Ms. Hamm’s own customers – who spend $6,000 to $15,000 per job – relish the concrete’s custom qualities. Interest keeps building. “It’s just been unreal,” she says. “I do think it is the new granite. It’s a material like no other. Every installation is completely different from the last, and I think that’s what people like about it. It’s earthy, and not so trendy. An artistic piece.”
“I believe that people are now looking not just for natural, but [also] different,” says Mariel Hautoux, president of Art & Maison in Miami.
“People don’t choose it because it’s less expensive than granite or because they don’t like granite,” she says. “They choose it because it [can reflect] their lifestyle. The material is able to be molded.” Even in the conservative Northeast, concrete is taking hold.
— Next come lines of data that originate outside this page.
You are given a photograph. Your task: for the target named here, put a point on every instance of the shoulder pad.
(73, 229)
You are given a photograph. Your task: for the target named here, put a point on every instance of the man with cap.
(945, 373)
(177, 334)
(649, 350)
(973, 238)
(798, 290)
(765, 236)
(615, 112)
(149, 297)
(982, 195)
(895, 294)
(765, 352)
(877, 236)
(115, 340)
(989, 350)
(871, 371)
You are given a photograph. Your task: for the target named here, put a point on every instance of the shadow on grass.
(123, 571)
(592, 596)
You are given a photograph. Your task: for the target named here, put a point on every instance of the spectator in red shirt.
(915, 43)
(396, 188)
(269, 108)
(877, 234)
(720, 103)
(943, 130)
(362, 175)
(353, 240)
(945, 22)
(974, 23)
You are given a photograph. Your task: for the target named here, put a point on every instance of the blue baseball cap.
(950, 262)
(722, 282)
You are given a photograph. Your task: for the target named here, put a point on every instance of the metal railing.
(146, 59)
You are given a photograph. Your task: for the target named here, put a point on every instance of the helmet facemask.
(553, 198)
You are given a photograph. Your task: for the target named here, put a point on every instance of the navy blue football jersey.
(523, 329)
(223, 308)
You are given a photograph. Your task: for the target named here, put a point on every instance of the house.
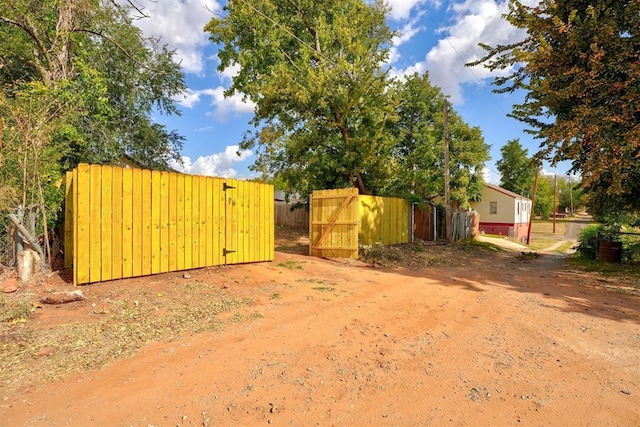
(503, 212)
Here, “if it’s the same price or more, people are usually going to go with the tried and true; they’re less likely to experiment,” says Ray Iacobacci, who runs Form-Function Concrete in Rowley, Mass. Still, he says, where he was viewed as “nuts” 15 years ago for installing a concrete countertop, he has doubled his business in each of the past five years – and watched enthusiasm soar.
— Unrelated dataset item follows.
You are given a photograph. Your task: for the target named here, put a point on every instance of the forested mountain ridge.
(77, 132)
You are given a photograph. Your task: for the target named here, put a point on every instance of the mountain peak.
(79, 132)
“[Clients’ counters] have become real expressions of themselves,” he says. Often requested: sea glass and shells.
Mr. Iacobacci creates his pieces upside down on stainless-steel tables in his shop, maintaining control and keeping the messy work out of clients’ homes.
“It’s still custom work, and in the end it is always an extensive project,” says Ms. Hautoux. Like Iacobacci, she and a partner handle jobs themselves from start to finish.
As long as big jobs require specialists, wait lists may be long, experts say. But even that could change as contractors see opportunity in the work. At a recent trade show, Cheng says he was swamped with interest. His own training seminars are sold out for the next six months.
Often attending those sessions are 30-year veterans of the concrete trade, he says, men with gnarled hands and bone-crushing handshakes. “They come in, arms folded, really skeptical,” he says. “And when they leave after five days … it’s edifying to see their expressions of joy.”
Cheng’s advice for them may hold for homeowners, too. “This is about expression,” he says. “You have to find your own voice.”